Potem uliczne walki przeniosły się do wschodnioberlińskiej dzielnicy artystów i dawnych dysydentów Prenzlauer Berg. Ciężko ranna została tam kobieta, trafiona w głowę butelką po piwie. Życie uratował jej lekarz pogotowia, który natychmiast zastosował reanimację. W szpitalu znalazł się też mężczyzna zraniony nożem. W starciach lżejsze lub cięższe obrażenia odniosło 62 funkcjonariuszy berlińskiej policji.
W Hamburgu uliczne awantury urządziło 500-set lewaków. Policja szacuje, że wśród demonstrującyh było około 500-set anarchistów mimo, że ich organizacja została zdelegalizowana i nie dostali zgody na demonstrację. Demonstrujący budowali barykady i podpalali je, gdy nadchodziła policja.

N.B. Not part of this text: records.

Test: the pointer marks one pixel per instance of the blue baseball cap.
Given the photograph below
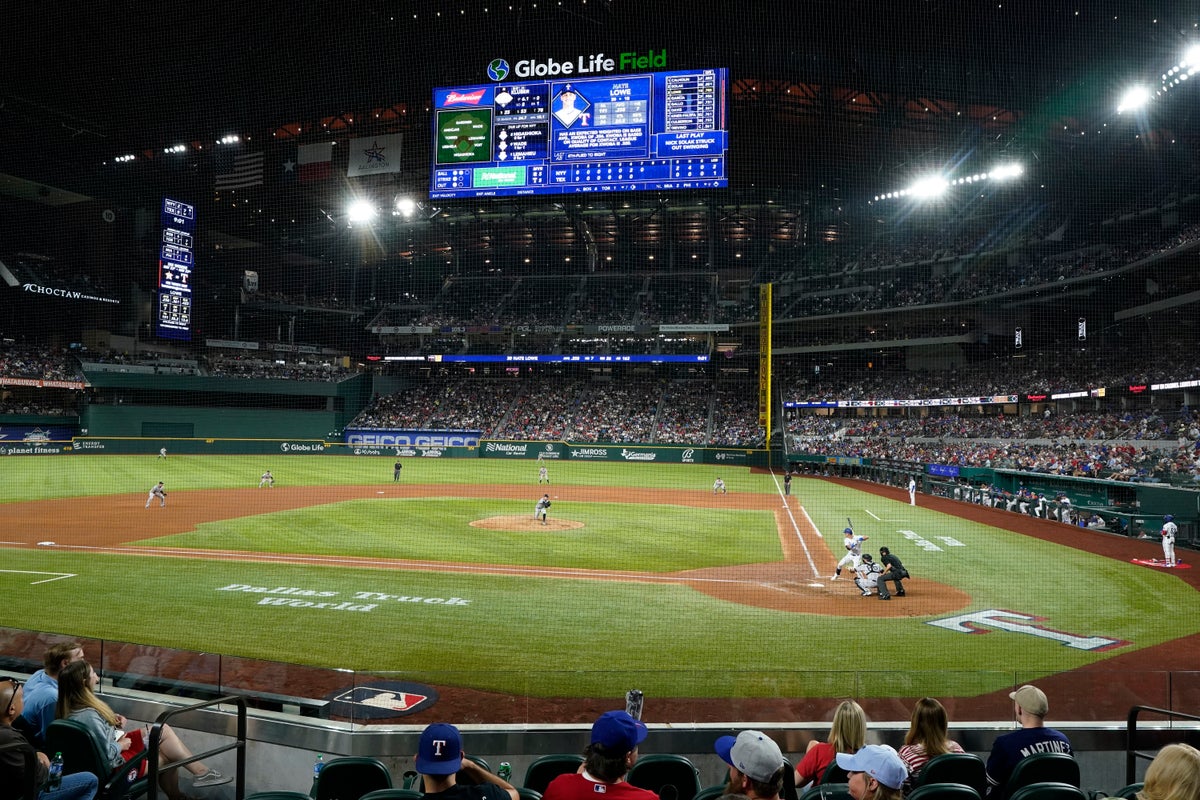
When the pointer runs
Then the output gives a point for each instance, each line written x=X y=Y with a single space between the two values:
x=880 y=762
x=617 y=731
x=439 y=751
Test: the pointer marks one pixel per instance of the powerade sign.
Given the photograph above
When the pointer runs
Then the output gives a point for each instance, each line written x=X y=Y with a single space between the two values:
x=593 y=64
x=376 y=438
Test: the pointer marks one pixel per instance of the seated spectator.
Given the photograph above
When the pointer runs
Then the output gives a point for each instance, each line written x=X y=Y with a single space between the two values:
x=439 y=761
x=756 y=764
x=847 y=734
x=1030 y=705
x=79 y=786
x=876 y=773
x=77 y=701
x=927 y=738
x=42 y=690
x=612 y=752
x=1173 y=775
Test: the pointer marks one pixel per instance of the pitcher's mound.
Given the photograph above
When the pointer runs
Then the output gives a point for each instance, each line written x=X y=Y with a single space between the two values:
x=525 y=524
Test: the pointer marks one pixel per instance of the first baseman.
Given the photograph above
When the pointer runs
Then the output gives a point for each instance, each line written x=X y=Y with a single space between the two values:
x=539 y=511
x=853 y=555
x=157 y=491
x=1168 y=534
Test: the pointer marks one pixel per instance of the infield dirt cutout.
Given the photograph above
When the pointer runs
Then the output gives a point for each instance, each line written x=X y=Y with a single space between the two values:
x=525 y=524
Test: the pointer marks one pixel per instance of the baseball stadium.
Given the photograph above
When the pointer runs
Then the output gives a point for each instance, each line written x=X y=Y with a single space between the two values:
x=385 y=364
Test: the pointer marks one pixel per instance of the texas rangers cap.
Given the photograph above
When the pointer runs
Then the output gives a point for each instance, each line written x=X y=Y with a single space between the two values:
x=753 y=753
x=439 y=751
x=880 y=762
x=616 y=731
x=1032 y=699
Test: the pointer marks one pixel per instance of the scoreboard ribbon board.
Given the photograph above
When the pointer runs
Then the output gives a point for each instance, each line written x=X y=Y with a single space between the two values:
x=175 y=262
x=657 y=131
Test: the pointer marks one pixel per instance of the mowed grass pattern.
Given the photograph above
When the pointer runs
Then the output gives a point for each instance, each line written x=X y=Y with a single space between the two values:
x=523 y=633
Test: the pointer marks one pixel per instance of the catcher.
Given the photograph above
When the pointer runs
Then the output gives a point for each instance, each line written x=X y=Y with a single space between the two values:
x=539 y=511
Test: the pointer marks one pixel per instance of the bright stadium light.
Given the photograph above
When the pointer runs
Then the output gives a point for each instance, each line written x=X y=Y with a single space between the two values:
x=1134 y=98
x=1006 y=172
x=929 y=187
x=361 y=211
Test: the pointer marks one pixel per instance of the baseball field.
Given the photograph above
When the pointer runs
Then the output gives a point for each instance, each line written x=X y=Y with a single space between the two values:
x=642 y=576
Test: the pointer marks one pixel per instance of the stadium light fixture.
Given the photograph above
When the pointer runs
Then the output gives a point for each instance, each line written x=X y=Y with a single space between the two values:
x=360 y=211
x=1134 y=98
x=929 y=187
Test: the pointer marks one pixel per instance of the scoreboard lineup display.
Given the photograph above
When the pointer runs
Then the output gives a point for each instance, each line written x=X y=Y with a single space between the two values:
x=657 y=131
x=175 y=263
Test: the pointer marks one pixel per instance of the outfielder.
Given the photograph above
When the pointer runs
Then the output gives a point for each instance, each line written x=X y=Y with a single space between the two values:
x=868 y=575
x=539 y=511
x=1168 y=534
x=157 y=491
x=853 y=555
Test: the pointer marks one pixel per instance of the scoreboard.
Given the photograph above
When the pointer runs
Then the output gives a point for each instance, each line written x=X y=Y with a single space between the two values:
x=655 y=131
x=177 y=258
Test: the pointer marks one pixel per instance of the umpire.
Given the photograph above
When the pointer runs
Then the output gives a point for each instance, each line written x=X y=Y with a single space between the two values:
x=893 y=571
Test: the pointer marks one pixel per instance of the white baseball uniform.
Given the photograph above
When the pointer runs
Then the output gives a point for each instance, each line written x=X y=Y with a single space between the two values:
x=1169 y=530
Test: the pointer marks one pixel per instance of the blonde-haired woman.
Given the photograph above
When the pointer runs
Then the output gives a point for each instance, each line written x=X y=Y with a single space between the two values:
x=1173 y=775
x=78 y=702
x=928 y=737
x=847 y=734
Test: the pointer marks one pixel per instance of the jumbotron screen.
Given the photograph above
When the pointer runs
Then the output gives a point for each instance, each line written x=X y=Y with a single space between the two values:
x=616 y=133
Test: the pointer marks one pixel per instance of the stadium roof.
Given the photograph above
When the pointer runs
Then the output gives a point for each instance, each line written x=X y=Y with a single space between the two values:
x=832 y=100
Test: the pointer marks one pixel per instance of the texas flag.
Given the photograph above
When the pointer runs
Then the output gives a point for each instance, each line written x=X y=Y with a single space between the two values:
x=315 y=161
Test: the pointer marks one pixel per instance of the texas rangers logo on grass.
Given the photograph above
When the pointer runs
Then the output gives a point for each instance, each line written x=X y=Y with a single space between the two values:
x=382 y=699
x=999 y=619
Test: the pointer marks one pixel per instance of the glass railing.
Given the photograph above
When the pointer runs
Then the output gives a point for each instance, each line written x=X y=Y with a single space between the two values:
x=537 y=696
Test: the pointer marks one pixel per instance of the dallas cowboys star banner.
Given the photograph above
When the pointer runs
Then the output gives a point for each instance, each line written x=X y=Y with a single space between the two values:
x=375 y=155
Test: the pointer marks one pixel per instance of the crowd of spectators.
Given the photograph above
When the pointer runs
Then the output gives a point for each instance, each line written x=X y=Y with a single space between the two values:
x=41 y=362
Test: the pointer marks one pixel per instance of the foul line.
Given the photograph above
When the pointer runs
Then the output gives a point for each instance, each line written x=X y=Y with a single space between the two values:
x=796 y=527
x=58 y=576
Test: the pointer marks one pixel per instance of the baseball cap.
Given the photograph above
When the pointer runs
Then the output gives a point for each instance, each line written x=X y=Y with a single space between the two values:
x=439 y=751
x=1032 y=699
x=880 y=762
x=753 y=753
x=618 y=732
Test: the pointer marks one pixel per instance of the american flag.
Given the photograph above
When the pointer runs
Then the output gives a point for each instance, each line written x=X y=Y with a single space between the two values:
x=238 y=170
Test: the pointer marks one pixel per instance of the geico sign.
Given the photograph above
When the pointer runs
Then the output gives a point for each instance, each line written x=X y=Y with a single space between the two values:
x=408 y=440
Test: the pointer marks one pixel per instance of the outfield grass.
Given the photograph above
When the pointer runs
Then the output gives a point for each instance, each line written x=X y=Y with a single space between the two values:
x=555 y=636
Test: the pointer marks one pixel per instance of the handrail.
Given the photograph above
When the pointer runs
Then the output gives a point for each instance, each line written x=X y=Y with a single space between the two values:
x=1133 y=755
x=239 y=744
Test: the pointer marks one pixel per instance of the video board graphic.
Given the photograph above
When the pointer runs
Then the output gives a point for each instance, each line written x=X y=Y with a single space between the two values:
x=177 y=257
x=616 y=133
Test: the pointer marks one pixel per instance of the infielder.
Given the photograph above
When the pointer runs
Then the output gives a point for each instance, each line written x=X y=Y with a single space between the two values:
x=539 y=511
x=1168 y=534
x=868 y=575
x=157 y=491
x=853 y=555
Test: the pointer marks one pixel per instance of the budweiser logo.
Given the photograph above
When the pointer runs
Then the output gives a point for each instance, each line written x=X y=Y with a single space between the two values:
x=468 y=98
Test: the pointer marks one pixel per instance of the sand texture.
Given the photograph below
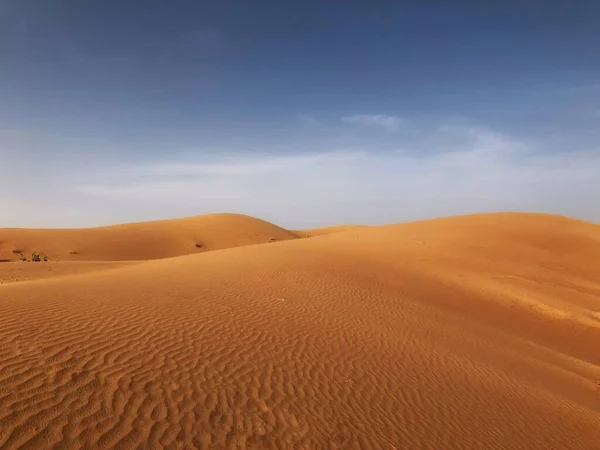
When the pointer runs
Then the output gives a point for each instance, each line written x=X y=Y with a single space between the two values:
x=472 y=332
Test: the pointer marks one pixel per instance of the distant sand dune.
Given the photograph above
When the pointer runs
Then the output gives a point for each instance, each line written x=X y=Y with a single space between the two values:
x=144 y=240
x=466 y=332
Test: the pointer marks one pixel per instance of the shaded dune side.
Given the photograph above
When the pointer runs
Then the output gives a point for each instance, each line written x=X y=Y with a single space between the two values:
x=12 y=272
x=144 y=240
x=330 y=342
x=324 y=231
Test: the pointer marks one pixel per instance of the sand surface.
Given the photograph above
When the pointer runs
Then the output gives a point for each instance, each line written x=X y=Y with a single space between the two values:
x=468 y=332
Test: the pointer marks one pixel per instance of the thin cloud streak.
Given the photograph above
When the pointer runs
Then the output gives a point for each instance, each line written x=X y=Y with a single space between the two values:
x=389 y=123
x=480 y=171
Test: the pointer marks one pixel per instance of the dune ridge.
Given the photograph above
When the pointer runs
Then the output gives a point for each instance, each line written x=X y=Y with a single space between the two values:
x=466 y=332
x=143 y=240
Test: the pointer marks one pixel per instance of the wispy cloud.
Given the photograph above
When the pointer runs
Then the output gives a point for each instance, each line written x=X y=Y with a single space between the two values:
x=390 y=123
x=478 y=170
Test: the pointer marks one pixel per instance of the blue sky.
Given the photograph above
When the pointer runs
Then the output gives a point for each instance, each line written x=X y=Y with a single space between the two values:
x=303 y=113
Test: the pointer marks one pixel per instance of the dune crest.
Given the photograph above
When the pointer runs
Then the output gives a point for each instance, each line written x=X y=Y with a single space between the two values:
x=466 y=332
x=141 y=241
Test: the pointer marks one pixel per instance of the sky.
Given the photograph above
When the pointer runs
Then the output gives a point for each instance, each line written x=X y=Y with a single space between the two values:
x=304 y=113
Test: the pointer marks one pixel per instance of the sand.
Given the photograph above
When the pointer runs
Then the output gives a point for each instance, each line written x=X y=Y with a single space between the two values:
x=468 y=332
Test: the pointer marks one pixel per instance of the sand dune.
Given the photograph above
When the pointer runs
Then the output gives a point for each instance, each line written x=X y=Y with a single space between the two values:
x=467 y=332
x=140 y=241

Siły porządkowe użyły w obu miastach armatek wodnych i gazów łzawiących. Część z demonstrujących miała jednak maski przeciwgazowe. Zatrzymano 21 najbardziej agresywnych demonstrantów.
Do 1-majowych zamieszek dochodzi w Berlinie od lat, ale
zazwyczaj dopiero wieczorem. W tym roku rozpoczęły się o dobę wcześniej.